Monty Hall Problem stumping intuition

In 1963, there used to be an extremely popular game show in the US Television named "Let's Make a Deal". It's host was Monty Hall. The game was pretty simple. Some people from the audience would be picked up to play a very simple sounding game of chance. They'd make deals with the host of the game show. They'd be offered something of value and given a choice to exchange it for a different item; the catch being, they wouldn't know what that other item was. It has a rich history of denials and a nasty reputation of being counter-intuitive. A popular form of this problem is as [link]:

Suppose you're on a game show, and you're given the choice of three doors: Behind one door is a car; behind the others, goats. You pick a door, say No. 1, and the host, who knows what's behind the doors, opens another door, say No. 3, which has a goat. He then says to you, "Do you want to pick door No. 2?" Is it to your advantage to switch your choice?

What do you think?

On a very rudimentary level, it seems that at each decision, it does not matter what has happened before. For example, when we are first told that the car may be behind any of the three doors, we would have an equal chance of landing up with a car, or either of the two goats. Mathematically, our chance of winning is \(\frac{1}{3}\). So far so good. Now, we make a choice, say, we choose the first door. The host goes behind, checks the doors, and then opens up a door which we did not choose, and also did not contain the car. Here, he does not tell us whether the car was indeed behind the door we chose, or behind the other one which is still unopened.

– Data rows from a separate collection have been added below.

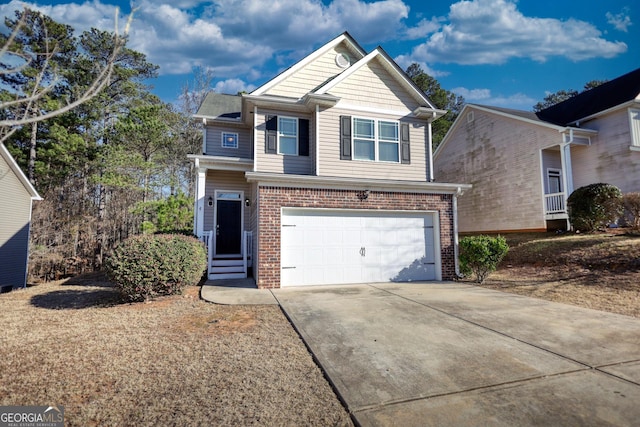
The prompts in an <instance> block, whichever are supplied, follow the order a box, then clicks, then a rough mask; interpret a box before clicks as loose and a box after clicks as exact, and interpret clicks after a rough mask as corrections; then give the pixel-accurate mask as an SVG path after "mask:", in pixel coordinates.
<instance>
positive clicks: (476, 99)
mask: <svg viewBox="0 0 640 427" xmlns="http://www.w3.org/2000/svg"><path fill="white" fill-rule="evenodd" d="M451 92H453V93H455V94H456V95H460V96H462V97H463V98H464V99H465V100H466V101H482V100H486V99H489V98H491V90H490V89H467V88H464V87H456V88H453V89H451Z"/></svg>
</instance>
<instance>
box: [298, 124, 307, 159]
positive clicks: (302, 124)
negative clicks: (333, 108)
mask: <svg viewBox="0 0 640 427" xmlns="http://www.w3.org/2000/svg"><path fill="white" fill-rule="evenodd" d="M298 155H299V156H308V155H309V120H307V119H298Z"/></svg>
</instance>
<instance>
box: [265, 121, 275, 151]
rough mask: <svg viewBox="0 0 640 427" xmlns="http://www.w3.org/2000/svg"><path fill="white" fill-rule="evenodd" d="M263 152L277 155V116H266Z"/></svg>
mask: <svg viewBox="0 0 640 427" xmlns="http://www.w3.org/2000/svg"><path fill="white" fill-rule="evenodd" d="M264 152H265V153H267V154H277V153H278V116H267V123H266V126H265V141H264Z"/></svg>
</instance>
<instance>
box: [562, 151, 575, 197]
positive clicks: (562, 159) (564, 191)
mask: <svg viewBox="0 0 640 427" xmlns="http://www.w3.org/2000/svg"><path fill="white" fill-rule="evenodd" d="M560 161H561V163H562V181H563V184H564V193H565V201H566V198H567V197H569V196H570V195H571V193H573V169H572V167H571V144H570V143H563V144H561V145H560Z"/></svg>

Now, we are faced with a choice, whether to switch or to stay. Here, things start to get interesting. He just opened a door which contained a goat. Now, either the car is behind the one we chose, or behind the other unopened door. Eventually, most lay-people argue that since the car can still be behind any of the two doors, it makes no difference whether one switches or stays. Do you agree?

Monty Hall Problem

(Image Credits)

Well, mathematics does not agree. It claims that given such a situation, it is always favorable to switch choices! But how? Here, we'll attempt a verbose explanation, mathematical albeit. But first, let Hollywood explain it to you.

There is one big catch that often eludes the eye in this case, leading to a wrong proposition in our head for the second argument. Let us walk through the game again. On choosing any door as our first bet, we have \(\frac{1}{3}\)odds of winning. That part is true. Also, note that the chances that we chose a wrong door is two-third. But, this divides our universe (Universal set \(U\) ) of 3 doors into two. In one of those universes, only one door exists, which may contain the car with \(\frac{1}{3}\)odds of winning (probability). The other universe has 2 doors, and hence \(\frac{2}{3}\)chances of being the prize holder. Right now, we do not have any additional information about the bet or the odds.

Now, the host of the game show visits the second universe and opens a door which absolutely does not contain the car. But, by doing so, he has supplied us with new information about that universe. Now, no one told us that the odds are still equally likely, we just assumed it because we were not paying attention to the conspiracy of the universe. What we are supposed to do is to build upon our previous knowledge and deduction.

We had deduced that there are two-third chances that the prize is in this universe containing 2 doors. We just didn't choose the second universe because there were two many doors and we had only one chance! But if we were a little less blinded by greed or nervousness or excitement or ignorance, we would want to make amends. Given that we know that we have most likely made a wrong choice in the first place (because who bets a \(1/3^{rd}\) odds of winning against \(2/3^{rd}\) ?), we'd rather change our choice if given another chance!

Now, the host gives us that chance by opening one of the other two doors and by virtue of that, has exclaimed that the way we were distributing the chances of success is no longer valid. Now, he has removed one of the two choices from the universe of \(2/3^{rd}\) chances. Thus, our \(2/3^{rd}\)chances must now be distributed as 0 chances of being in the door that was opened, and \(2/3\) in the door still closed.

Based on this reasoning, it would be a better strategy to switch choices. The main thing to notice is that equal likelihood of each door holds only when there were 3 doors. After one door has been revealed, nowhere is said (but erroneously presumed) that the likelihood of the prize being behind either of the two doors is equally likely. Of course, it is still a game of chance, because even if there was a chance of 0.000...1 percent of the car being behind the door in the smaller universe, it would still be possible.

This can also be proven mathematically, by a simple application of Bayes law. Let's see how.

Let's label the doors as A, B and C. Suppose, we place our bet on door A. So, \(P(A)\)is the probability of the car being behind A.

\(P(A) = \frac{1}{3}\)

Consequently, \(P(B\text{ or }C) = \frac{2}{3}\)

Now, let the host open door B. We now know that B does not contain the car for sure. But this move happened because we bet on A. So, it is conditional on our choice.

\(P(B|A\text{ is chosen}) = 0\) is the probability that B contains the car, given that we chose A (and is hence, 0).

Now, the probability of the car being in B or C can be written as the following by the Total Probability Theorem:

\(P(B\cup C) = P(B \cup C | A) + P(B\cup C|A') = \frac{2}{3}\)

Since, we have chosen A, the \(A'\)part becomes 0.

Thus, \(P(B\cup C) = P(B\cup C | A) = P(B | A) + P(C|A) = \frac{2}{3}\)

And since we know (because the host opened the door B) that the car is not behind B, the above equation gives the result as,

\(P(C|A) = \frac{2}{3}\). Thus, given that we chose A, the probability of the car to be behind C is \(2/3\). Thus, we would be at better odds if we switched our choice!

The problem and the solution would still stay the same even if there were 1000 doors to choose from, and on choosing 1, the host opened 998 of them. Stumped?

Here's a good explanation from Khan Academy.

Well, it seems that sometimes, it is much better to focus our attention on not making a wrong choice rather than making the right choice!